Gold & Silver Market 7-5-2015
Last week was a very mixed one for precious metals with gold and silver down, but some gains in the platinum group. The whole period was overshadowed by the accelerating crisis in Europe, where Greece became the first developed nation to default on an IMF loan and now looks likely to be pushed out of the Euro – possibly as early as this week. That’s caused predictable excitement in the equities markets, with US stocks rising at the prospect of the Euro rising without Greek debt acting as an anchor. Meanwhile European markets slumped in the face of the chaos on their doorstep and China’s key index, the Shanghai Composite, followed them down.
Conventional wisdom says gold should have done well last week, thanks to its traditional value as a safe haven in times of trouble, but that didn’t happen. Instead the spot price started falling when markets opened on Monday and dropped through to Thursday. On Friday it picked up slightly but not enough to recover all its losses; the final price for the week was $1,168.30. At just $5.90 down on the previous Friday that’s far from a disaster, but it’s not a great result either.

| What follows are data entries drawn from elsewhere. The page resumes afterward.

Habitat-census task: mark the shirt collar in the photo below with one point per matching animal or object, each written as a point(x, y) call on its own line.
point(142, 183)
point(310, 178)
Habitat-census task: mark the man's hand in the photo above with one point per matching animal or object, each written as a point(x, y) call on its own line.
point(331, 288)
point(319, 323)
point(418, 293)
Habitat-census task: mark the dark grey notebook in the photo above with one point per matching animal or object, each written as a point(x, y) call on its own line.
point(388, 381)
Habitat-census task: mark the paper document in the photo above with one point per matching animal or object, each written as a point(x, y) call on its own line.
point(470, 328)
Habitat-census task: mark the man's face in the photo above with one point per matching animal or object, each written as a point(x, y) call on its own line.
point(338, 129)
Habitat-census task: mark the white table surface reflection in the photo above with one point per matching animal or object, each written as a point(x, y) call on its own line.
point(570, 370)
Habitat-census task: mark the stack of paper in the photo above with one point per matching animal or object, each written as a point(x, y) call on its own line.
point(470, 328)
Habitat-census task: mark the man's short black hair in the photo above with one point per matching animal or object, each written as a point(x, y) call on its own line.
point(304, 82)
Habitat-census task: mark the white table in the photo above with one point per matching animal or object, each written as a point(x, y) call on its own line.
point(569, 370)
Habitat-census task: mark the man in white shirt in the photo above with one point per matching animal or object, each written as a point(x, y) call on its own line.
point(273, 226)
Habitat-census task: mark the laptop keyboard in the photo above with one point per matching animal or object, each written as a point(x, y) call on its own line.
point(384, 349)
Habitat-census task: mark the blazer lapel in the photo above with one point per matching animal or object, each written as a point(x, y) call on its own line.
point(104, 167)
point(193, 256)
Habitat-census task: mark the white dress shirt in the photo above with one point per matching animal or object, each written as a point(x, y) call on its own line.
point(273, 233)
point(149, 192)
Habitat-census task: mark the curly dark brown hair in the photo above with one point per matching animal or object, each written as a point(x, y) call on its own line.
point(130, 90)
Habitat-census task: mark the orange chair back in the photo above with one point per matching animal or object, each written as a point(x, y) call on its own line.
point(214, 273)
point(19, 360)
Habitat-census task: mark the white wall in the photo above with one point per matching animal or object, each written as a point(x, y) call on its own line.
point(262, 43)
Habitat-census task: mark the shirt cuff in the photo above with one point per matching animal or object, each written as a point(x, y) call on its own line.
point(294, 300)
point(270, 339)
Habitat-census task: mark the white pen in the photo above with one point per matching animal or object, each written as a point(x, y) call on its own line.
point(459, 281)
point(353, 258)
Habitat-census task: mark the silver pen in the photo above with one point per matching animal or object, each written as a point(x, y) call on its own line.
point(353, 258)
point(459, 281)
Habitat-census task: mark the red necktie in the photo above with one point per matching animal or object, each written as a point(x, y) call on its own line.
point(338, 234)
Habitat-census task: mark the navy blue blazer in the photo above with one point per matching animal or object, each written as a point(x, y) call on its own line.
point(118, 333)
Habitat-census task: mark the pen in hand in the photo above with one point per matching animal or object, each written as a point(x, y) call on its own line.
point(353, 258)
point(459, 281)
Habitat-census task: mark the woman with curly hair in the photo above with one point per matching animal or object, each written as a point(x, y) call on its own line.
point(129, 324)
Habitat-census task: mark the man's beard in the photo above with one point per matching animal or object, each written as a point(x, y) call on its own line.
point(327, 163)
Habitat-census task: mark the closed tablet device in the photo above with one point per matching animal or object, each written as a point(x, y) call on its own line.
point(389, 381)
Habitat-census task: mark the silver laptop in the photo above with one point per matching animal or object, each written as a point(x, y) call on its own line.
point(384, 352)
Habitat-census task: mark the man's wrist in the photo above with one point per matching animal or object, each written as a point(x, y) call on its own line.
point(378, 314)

Silver’s performance was similar. It lost 6 cents over the period, mostly in the early part of the week, but as that’s a loss of a fraction of a percent it’s not serious. Realistically, given silver’s weak performance recently, it was better than many analysts were expecting. It’s also true that the non-US equities slump should have seen silver rising, but not a lot was gaining value last week.
Moving on to the platinum group the picture is slightly more varied. Platinum itself managed to climb slightly, closing $3 up at $1,083. It’s such a tiny rise that nobody should be getting excited about it, but it is encouraging that what movement there was saw the price going in the right direction for a change. Future prospects are mixed; a stronger Euro would hurt German auto sales, reducing industrial demand for platinum group metals, but rejuvenated US exports might take up the slack.
Palladium also managed to get a few dollars back, ending the week up $6 at $683. Again a very small increase but with luck it means the slide we’ve seen over the past few weeks is bottoming out. Industrial demand is likely to follow the same track as platinum in the near future.
Rhodium, the weakest precious metal for a long time now, bucked the platinum group trend to fall heavily last week. A steep decline on Monday and Tuesday saw it drop to $845 an ounce, $40 down on the Friday before. That’s a loss of close to 5 percent, not as bad as the previous week but still serious. If you’re still holding rhodium it’s time to seriously consider moving out of it, because there’s no sign of a turnaround in the near future.
Overall last week wasn’t too bad. There were some losses, but apart from rhodium nothing major. A lot’s going to ride on what happens with the Euro this week, so keep an eye on the news and be ready to move fast – especially on silver and gold.